Here’s a question that could be worth your consideration: are there different kinds of love? I think this is an important question to think about because the kind of love or affection we have for our kids or someone very important in our lives is hopefully very different than the love we have for chocolate, good sleep, enjoyable hobbies, beautiful sunrises, delicious steak (or your favorite vegetarian delight) along with other pleasures and delights.
When I think about our English word, “love,” it’s disappointing that this verb which is commonly used throughout our daily living is sometimes employed without some purposeful reflection. To that end, maybe it would be helpful to take some moments to think about the kinds of love.
In biblical Greek, there are about eight words for our one word, “love.” I’m not going to dive into each of these words – I’m just bringing it to your attention that there can be many kinds of love. In our modern world, we can use “love” to describe our intense feelings for something we really enjoy – hobbies, Christmas, sunsets, etc. “Love” is also frequently used in romantic contexts, particularly around Valentine’s Day. I’ve also this word to describe the immense satisfaction I experience when I do a puzzle with my son – a fun activity with a massively important person in my life.
At the same time, I think we need to consider that God has a different kind of love. I’ve been thinking about 1 John 3:1a and letting the words in this verse seep into my soul.

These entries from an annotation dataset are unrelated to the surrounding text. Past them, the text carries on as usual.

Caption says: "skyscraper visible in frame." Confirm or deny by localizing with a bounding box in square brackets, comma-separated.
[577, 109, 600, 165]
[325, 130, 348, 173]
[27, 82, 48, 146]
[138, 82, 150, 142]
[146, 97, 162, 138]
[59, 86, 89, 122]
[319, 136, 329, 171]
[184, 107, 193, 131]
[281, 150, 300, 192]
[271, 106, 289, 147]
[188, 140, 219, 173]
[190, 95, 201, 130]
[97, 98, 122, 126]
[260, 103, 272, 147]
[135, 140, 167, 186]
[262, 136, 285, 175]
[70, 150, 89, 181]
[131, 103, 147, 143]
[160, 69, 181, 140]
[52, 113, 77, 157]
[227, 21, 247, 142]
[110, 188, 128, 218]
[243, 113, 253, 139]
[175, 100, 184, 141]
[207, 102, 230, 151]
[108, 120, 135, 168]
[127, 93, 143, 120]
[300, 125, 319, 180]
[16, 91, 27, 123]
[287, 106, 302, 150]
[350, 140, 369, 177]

Here are a few translations for you to ponder:
- “See how great a love the Father has bestowed on us, that we would be called children of God; . . .” (NASU)
- “See how very much our Father loves us, for he calls us his children, . . .” (NLT)
- “Behold what manner of love the Father has bestowed on us, that we should be called children of God!” (NKJV)
- “What marvelous love the Father has extended to us! Just look at it—we’re called children of God!” (The Message)
As I’ve been thinking about these words, I’m arrested by the first word, “See” or “Behold,” because it tells me to pause, pay attention and deeply reflect upon something important. When I sit with this phrase, my soul hears, “Sarah, look at the Father’s love for you.” I think that’s significant for each of us because there are a lot of things that capture or demand our attention throughout each day. Perhaps we would find tremendous support and strength if we looked at the love our heavenly Father has for us – letting it become a focal point default with our attention.
Additionally, it’s interesting to me in this verse to see how various translations navigate the Greek word, “ποταπὴν.” They all try to get the English words to reflect a relatively simple word in Greek. The above translations for this word say:
- “how great”
- “how very much”
- “what manner”
- “what marvelous”
Ultimately, this Greek word, “ποταπὴν” means the kind, quality or type of something. So, John is telling us to look with reflection and concentration at the quality or kind of love our heavenly Father has for us.
In the recent week, I’ve been reflecting on these words and find it helpful to think about the immensity (quantity) and intensity (quality) of my Heavenly Father’s love for me. I think this is worth your consideration as well because there is no earthly equivalent to God’s love for us – not in either quantity or quality. I think that we can go down some very dark corridors in our thoughts and emotions when we don’t look at / focus upon the quality and quantity of God’s love for us.
I pray that in this Christmas season, you would experience and fully enjoy God’s immense and intense love for you, demonstrated in Jesus’ birth and human existence!